Può godere di questo primato in quanto, pur essendo uno stabilimento balneare, non ne possiede alcuna, di spiaggia.

Il Cubo è una fortezza, una inespugnabile palafitta in fondo alla serie di noiose spiagge mondane che affollano la cosidetta zona “Tre Ponti”; Il Cubo è, appunto, la roccaforte della socialità e della leggerezza, ultimo baluardo sanremese dell’aperitivo con amici che non si esaurisce davanti ad un qualunque bicchiere di ottima San Miguel alla spina, ma che arriva fino alla palletta delle diciannove e trenta che difficilmente riesce a terminare prima delle ventieventi.

Il Cubo è l’incarnazione terrena dell’ideale tomistico di bar sulla spiaggia.

Al Cubo non esiste genere musicale che non trovi un momento adatto per essere riprodotto. Non a caso, Il Cubo è la casa de Il Mio CUBO suona il Rock

I gestori del Cubo sono Andrea e Silvia, arguably i due meno associali e più umani ristoratori del ponente ligure; Andrea, in particolare mentre surfa con mirabile abilità una Spalmer1, sfoggia un’invidiabile chioma di capelli d’oro tanto che, quando timidamente salvai per la prima volta il suo numero in rubrica, lo salvai Andrea Capellidoro; Silvia è invece colei che con uno sguardo e due parole sa farmi capire che sto sparando troppe cazzate, oppure sa consigliare libri che nella vita vanno letti almeno sette volte, e fa degli otitmi, prelibati, Spalmer2 che senza prestare attenzione non si smetterebbe mai di mangiare.

Il Cubo, come se non bastasse, è l’unico locale sul pianeta Terra a poter annoverare fra la lista dei propri drink il Tommi Boom, drink dagli ingredienti segreti nato lo stesso giorno di colui che gli dà il nome, cioè il fantastico me.

Non può esistere luogo migliore del Cubo in cui essere all’imbrunire, sorseggiando, a seconda della stagione, una delicata sangria o un delizioso vin brulé.

Se Super Pippo frequentasse il Cubo, sarebbe la persona più felice del mondo. Con il suo dolcissimo sorriso, la Stefi sommerge gli abitué con inesauribili montagne di arachidi, donando loro attimi di platonica gioia.

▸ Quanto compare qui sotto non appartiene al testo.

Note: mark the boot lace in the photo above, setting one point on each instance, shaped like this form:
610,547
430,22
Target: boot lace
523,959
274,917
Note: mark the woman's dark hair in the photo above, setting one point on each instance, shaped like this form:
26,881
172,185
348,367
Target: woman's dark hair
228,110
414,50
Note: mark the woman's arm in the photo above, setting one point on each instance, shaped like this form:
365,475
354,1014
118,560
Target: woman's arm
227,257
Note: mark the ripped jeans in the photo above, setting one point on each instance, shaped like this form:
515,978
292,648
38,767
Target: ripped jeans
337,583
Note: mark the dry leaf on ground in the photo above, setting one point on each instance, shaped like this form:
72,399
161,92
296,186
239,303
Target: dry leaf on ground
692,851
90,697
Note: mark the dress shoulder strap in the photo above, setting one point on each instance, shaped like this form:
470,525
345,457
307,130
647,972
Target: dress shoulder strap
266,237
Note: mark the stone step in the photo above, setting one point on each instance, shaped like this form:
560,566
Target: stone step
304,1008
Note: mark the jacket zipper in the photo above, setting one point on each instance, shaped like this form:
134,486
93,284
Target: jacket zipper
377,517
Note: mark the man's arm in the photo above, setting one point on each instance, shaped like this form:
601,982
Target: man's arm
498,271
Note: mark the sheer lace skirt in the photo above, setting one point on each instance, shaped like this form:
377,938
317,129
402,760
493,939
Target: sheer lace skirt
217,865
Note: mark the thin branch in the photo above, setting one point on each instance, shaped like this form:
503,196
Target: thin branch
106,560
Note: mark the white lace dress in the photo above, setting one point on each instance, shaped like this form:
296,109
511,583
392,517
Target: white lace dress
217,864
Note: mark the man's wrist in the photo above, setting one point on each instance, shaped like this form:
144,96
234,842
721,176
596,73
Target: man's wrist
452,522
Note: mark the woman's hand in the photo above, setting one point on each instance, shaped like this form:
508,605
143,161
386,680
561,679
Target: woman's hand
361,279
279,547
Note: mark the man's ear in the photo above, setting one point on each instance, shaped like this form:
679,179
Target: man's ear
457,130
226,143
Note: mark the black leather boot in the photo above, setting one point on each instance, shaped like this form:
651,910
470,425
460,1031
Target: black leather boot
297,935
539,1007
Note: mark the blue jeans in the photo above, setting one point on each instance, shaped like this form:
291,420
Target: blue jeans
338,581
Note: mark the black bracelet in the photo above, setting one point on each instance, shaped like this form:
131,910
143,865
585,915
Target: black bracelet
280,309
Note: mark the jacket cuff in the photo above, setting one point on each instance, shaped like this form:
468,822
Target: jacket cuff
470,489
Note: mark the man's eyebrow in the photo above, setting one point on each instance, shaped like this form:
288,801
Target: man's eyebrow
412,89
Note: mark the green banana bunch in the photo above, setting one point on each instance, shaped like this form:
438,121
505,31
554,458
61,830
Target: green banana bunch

Il Cubo è perfetto per studiare: sia nel periodo della sessione estiva che di quella autunnale, recandovisi, facilmente ci si potrà imbattere in assembramenti di ingegneri (che nella sessione invernale, invece, affollano l’aula verde) crucciati a risolvere un problema di cui già sanno di non saper giungere a soluzione, ma che sono consapevoli che il solo scervellarsi seduti ad un tavolino del Cubo può aumentare il loro quoziente intellettivo di almeno dodici punti.

Presso il Cubo è stata pronunciata la celeberrima frase dell’altrettanto famoso Pista, che naturalmente corrobora la tesi del paragrafo precedente.

Esiste una legge matematica che, se trasgredita, porta irreparabili maledizioni sulla vita di chi la ignora; tale regola è stata da me formulata al Cubo, per salvare il mondo:

I Negroni ordinati da un umano x devono necessariamente essere di numero 2n; qualora avvenisse il contrario, ed erroneamente o per sfida contro la natura x si trovasse a bere o, ancora peggio, pagare un numero dispari, ergo 2n+1 di Negroni, x deve aspettarsi un numero y di sciagure nel corso della propria esistenza, dove y = 2^(2n+1). Qualora y ≥ 8, fra tali sciagure sicuramente esisterà la morte.

Il Cubo, è un luogo magico e devo vergognarmi se mai qualcuno venga a trovarmi a Sanremo senza essere ivi portato.

  1. Spalmer: a. onda unica al mondo, dalle peculiarità inimitabili e introvabili sul pianeta Terra, eccetto che nel duecento metri di costa antestanti Il Cubo

  2. Spalmer: b. panino unico al mondo, dagli ingredienti apparentemente banali ma la cui combinazione, insieme al luogo in cui viene addentato (naturalmente, Il Cubo di Sanremo), lo rendono insuperabile; il suo nome è ispirato all’onda omonima di cui sopra.